Sand points to a U.S. Department of Agriculture report that showed one issue affecting producer's ability to bring local meats to market is a lack of meat and poultry processing facilities. Sand says challenges may include producers having to travel long distances to reach the nearest inspected processing facility or delivering only a few head at a time.

"This results in increased transportation and opportunity costs. Also, producers may have difficulty getting slaughter dates during processors' busy times of the year. Some smaller processing facilities may not offer specific services that farmers and their customers demand," Sand says.

Local often smaller

When a local processor is available, Sand says they are often smaller and have a hard time breaking even. Smaller processors often lack the steady and consistent business needed to be profitable while providing high- quality services to individual customers.

"Demand for local processors' services is highly seasonal. Estimates suggest that to be profitable, a small processing plant providing basic services must annually process a minimum of 450 head of cattle, or the revenue equivalent from combinations of other livestock," Sand says.


"Operations offering more sophisticated services require higher volumes to meet expenses. Thus, the processor may try to pull volume from other places, and as a result local processing may not always be available when farmers want it."

To bring local meat and poultry to market, Sand says it is necessary to stabilize and enhance processing capacity for local markets, therefore producers and processors must establish good business relationships.

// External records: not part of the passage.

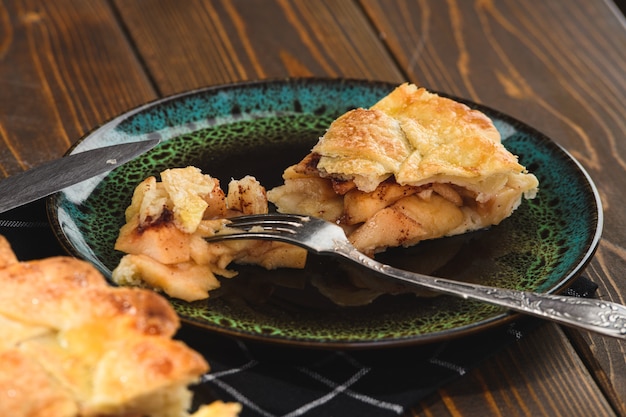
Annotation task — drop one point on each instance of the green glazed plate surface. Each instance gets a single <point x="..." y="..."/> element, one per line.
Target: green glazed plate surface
<point x="261" y="128"/>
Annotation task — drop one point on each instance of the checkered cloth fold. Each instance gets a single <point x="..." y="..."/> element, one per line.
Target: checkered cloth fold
<point x="279" y="381"/>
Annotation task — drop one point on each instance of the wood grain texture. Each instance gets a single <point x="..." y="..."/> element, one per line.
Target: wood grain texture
<point x="228" y="41"/>
<point x="559" y="66"/>
<point x="68" y="65"/>
<point x="522" y="380"/>
<point x="65" y="67"/>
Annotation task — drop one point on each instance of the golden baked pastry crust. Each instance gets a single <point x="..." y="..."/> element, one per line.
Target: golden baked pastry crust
<point x="414" y="166"/>
<point x="74" y="346"/>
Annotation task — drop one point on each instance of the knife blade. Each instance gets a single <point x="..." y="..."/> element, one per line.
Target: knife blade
<point x="53" y="176"/>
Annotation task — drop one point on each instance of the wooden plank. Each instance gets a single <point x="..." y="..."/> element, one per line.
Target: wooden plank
<point x="239" y="40"/>
<point x="539" y="376"/>
<point x="71" y="69"/>
<point x="558" y="66"/>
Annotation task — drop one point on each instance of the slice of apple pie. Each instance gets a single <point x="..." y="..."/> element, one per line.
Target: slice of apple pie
<point x="414" y="166"/>
<point x="74" y="346"/>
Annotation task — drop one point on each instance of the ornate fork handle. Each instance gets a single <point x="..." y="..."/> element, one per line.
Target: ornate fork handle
<point x="594" y="315"/>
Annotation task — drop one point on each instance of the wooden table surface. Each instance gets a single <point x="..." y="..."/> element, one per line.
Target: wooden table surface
<point x="66" y="66"/>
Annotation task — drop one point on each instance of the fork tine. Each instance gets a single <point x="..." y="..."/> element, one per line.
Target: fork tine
<point x="285" y="222"/>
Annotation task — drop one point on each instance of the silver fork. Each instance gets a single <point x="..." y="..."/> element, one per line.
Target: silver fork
<point x="324" y="237"/>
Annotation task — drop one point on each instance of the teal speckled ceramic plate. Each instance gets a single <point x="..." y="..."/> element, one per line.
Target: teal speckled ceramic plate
<point x="259" y="129"/>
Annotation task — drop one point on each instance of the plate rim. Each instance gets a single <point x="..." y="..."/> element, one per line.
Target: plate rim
<point x="479" y="326"/>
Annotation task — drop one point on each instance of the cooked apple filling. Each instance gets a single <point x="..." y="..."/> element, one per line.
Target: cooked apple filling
<point x="166" y="226"/>
<point x="414" y="166"/>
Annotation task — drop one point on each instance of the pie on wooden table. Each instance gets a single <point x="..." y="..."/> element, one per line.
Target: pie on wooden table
<point x="414" y="166"/>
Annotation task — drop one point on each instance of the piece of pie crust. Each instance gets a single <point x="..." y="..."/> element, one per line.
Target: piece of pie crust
<point x="414" y="166"/>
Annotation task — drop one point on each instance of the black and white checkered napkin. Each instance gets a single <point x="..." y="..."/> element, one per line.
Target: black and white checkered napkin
<point x="271" y="381"/>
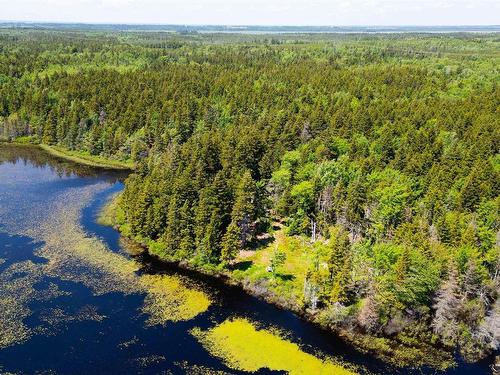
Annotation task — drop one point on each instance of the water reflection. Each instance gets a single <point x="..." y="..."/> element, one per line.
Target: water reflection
<point x="72" y="301"/>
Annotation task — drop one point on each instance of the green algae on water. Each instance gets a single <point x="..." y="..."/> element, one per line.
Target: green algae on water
<point x="244" y="347"/>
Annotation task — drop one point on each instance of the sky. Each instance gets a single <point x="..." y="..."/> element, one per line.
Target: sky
<point x="257" y="12"/>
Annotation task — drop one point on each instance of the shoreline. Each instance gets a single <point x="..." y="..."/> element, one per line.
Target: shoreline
<point x="92" y="161"/>
<point x="384" y="348"/>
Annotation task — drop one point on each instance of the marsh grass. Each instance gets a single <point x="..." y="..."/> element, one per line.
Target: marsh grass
<point x="242" y="346"/>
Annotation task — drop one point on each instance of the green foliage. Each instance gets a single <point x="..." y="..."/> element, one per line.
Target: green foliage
<point x="379" y="153"/>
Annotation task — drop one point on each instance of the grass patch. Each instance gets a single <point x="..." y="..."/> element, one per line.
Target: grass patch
<point x="244" y="347"/>
<point x="87" y="159"/>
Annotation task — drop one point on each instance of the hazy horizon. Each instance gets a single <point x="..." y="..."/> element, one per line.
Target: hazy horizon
<point x="343" y="13"/>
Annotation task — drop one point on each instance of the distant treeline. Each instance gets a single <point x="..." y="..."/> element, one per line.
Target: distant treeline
<point x="384" y="152"/>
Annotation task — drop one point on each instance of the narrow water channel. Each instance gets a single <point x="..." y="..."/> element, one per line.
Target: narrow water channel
<point x="73" y="301"/>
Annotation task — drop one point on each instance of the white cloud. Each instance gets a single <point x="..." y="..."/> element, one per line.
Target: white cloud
<point x="270" y="12"/>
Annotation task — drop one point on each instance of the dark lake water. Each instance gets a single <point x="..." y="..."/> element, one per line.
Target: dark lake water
<point x="62" y="312"/>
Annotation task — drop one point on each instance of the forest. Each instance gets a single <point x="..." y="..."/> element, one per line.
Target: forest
<point x="354" y="177"/>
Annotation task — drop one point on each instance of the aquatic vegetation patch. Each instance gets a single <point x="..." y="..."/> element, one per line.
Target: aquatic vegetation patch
<point x="244" y="347"/>
<point x="199" y="370"/>
<point x="149" y="360"/>
<point x="171" y="299"/>
<point x="17" y="290"/>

This means shifting from a relationship of "convenience" to a longer term "commitment" relationship.

"Key or anchor customers are critical for processors to ensure a steady volume of businesses," Sand says.

"Aggregators or 'Brands' which bring livestock from multiple farms and have the ability to coordinate the rest of the supply chain can be valuable partners for processors. Aggregators are often in a better position than an individual to coordinate scheduling, create a steady flow of animals, and serve as a central point of communications.

Sand says commitment matters for both parties.

"Producers and processors must demonstrate a commitment to providing, maintaining and improving quality services," Sand says. "By building business relationships, processors can work more effectively with their customers, build loyalty and ultimately increase demand for their own services."